Local sexual assault nurse examiners are criticizing do-it-yourself rape kits, which promise buyers a confidential way to collect and preserve evidence of the crimes they endured.

Many rape victims don’t want to go to the hospital, part of the advertised appeal of the at-home kits.

“What they not telling survivors and victims is that you can’t use that (home kit) for anything,” said Kristen Floyd, executive director of Safe Harbor Crisis Center in Kaysville. “There’s no chain of evidence for a home kit. You can’t take that into court to use it to prosecute your perpetrator.”

Jeanlee Carver, executive director of Northern Utah Sexual Assault Nurse Examiners in Ogden, agreed home kits probably do not provide evidence that is admissible in court.

That’s because evidence must follow an accepted chain of custody recognized by law enforcement and the courts.

Sexual Assault Kits 04

Nurse Examiner Melissa Roundy goes through some of the supplies that is provided in a Sexual Assault Evidence Collection Kit at Norther Utah Sexual Assault Nurse Examiners on Wednesday, Sept. 11, 2019. NUSANE is critical of do-it-yourself sexual assault kits that are being marketed. They say the home kits are no substitute for trained nurse examinations and the evidence might not be admissible in court.

Floyd and Carver were reacting to the emergence of do-it-yourself products such as the MeToo Kit and PRESERVEkit.

Makers of those kits are fighting back against the criticism, although they do not guarantee admissibility of evidence.

“A blanket statement that a victim collecting evidence of sexual assault with an at-home kit does not apply,” the company selling PRESERVEkit says on its website. “Every person within the chain of custody is responsible for the proper handling of evidence.”

The MeToo Kit seller says its kit is “able to collect DNA samples and other tissues, which upon testing can provide the necessary time-sensitive evidence required in a court of law to identify a sexual predator’s involvement with sexual assault.”

Beyond the evidence question, Floyd said a victim relying on a home kit is deprived of “wrap around service” for sexual assault that agencies like hers provide.

“This isn’t like a pregnancy kit,” she said.

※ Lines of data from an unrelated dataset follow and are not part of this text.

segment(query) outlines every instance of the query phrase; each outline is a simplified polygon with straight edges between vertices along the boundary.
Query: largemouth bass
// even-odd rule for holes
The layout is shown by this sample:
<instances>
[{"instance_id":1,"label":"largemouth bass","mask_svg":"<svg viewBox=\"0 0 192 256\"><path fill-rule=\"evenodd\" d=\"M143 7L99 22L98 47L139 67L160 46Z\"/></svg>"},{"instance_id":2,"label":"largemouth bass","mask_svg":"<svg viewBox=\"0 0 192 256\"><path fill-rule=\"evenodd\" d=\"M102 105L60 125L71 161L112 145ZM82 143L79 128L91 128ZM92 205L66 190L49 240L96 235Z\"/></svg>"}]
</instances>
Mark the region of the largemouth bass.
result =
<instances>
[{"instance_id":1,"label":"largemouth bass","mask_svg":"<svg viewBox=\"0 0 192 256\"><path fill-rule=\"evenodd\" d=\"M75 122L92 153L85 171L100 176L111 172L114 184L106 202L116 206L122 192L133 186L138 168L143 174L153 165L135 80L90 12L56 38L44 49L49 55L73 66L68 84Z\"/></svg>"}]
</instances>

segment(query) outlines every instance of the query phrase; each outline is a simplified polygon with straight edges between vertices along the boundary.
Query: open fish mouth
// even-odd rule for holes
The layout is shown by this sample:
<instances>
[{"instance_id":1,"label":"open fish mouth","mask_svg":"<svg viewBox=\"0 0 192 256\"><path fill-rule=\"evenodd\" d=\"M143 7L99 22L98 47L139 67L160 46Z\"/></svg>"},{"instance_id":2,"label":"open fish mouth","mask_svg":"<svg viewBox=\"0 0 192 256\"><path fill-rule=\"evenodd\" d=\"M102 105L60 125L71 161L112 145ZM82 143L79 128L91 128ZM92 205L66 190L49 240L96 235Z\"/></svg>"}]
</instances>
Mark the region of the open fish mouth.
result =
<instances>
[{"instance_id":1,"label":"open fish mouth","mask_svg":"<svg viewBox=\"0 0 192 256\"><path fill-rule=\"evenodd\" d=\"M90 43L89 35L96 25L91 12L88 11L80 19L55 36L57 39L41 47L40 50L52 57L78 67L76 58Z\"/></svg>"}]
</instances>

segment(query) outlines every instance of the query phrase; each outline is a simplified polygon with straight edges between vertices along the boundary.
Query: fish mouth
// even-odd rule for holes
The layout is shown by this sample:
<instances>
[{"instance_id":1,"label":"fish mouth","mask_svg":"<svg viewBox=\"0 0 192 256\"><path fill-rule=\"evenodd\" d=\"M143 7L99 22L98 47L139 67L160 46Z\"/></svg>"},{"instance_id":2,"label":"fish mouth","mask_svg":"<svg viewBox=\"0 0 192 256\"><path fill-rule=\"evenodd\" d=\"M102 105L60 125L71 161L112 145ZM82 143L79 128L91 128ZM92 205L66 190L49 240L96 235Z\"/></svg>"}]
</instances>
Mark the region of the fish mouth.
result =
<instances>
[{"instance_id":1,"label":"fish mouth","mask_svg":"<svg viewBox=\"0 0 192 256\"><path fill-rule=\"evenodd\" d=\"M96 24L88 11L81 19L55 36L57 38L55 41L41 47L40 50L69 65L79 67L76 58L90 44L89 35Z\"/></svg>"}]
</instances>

Confidential exams by certified sexual assault nurse examiners are offered by Safe Harbor’s Davis Forensic Nurses program and by NUSANE.

The nurses provide medical care and advocacy services such as access to therapists, and coordination with law enforcement in custody of the kits, Floyd said.

“These exams are not done in an emergency room,” Floyd said. “Everything is very confidential and private.”

“The victim can choose not to have law enforcement involved, can choose not to have the kit tested,” Floyd said. “The victim is in charge of everything they want to do or not do with that kit.”

Plus, NUSANE and Safe Harbor provide all services at no cost to the victims.

“If you just do a home kit and you need medical care, guess who pays for that? The victims,” Floyd said.

The PRESERVEkit sells for $29.95.

“This person who has really undergone a violent crime has not had the opportunity to receive medical attention, documentation of wounds and injuries,” Carver said. “Our concern is always about the victim, that they receive the care, advocacy and support that they need and deserve.”

Wasatch Forensic Nurses, based in Salt Lake City, also opposes the self-administered kits.

Physical and genital injuries will not be documented without a sexual assault forensic examination, the Wasatch group said in a news release.

About 72% of sexual assault victims have physical injuries and 51% have genital injuries, according to the group.

“Assessment, documentation and treatment of these injuries following sexual assault is important for health, investigative, and legal reasons,” the release said.

Forensic nurse agencies also provide free medications to prevent sexual transmitted infections or pregnancy.

“We believe purchasing at-home sexual assault kits does not provide any benefit to victims,” NUSANE said in a news release, adding that it urged victim advocates to help educate the public about the “harmful consequences” of using home kits.

NUSANE counseled victims to request forensic examinations through police, healthcare providers, advocacy or hospital emergency departments within five days of the assault.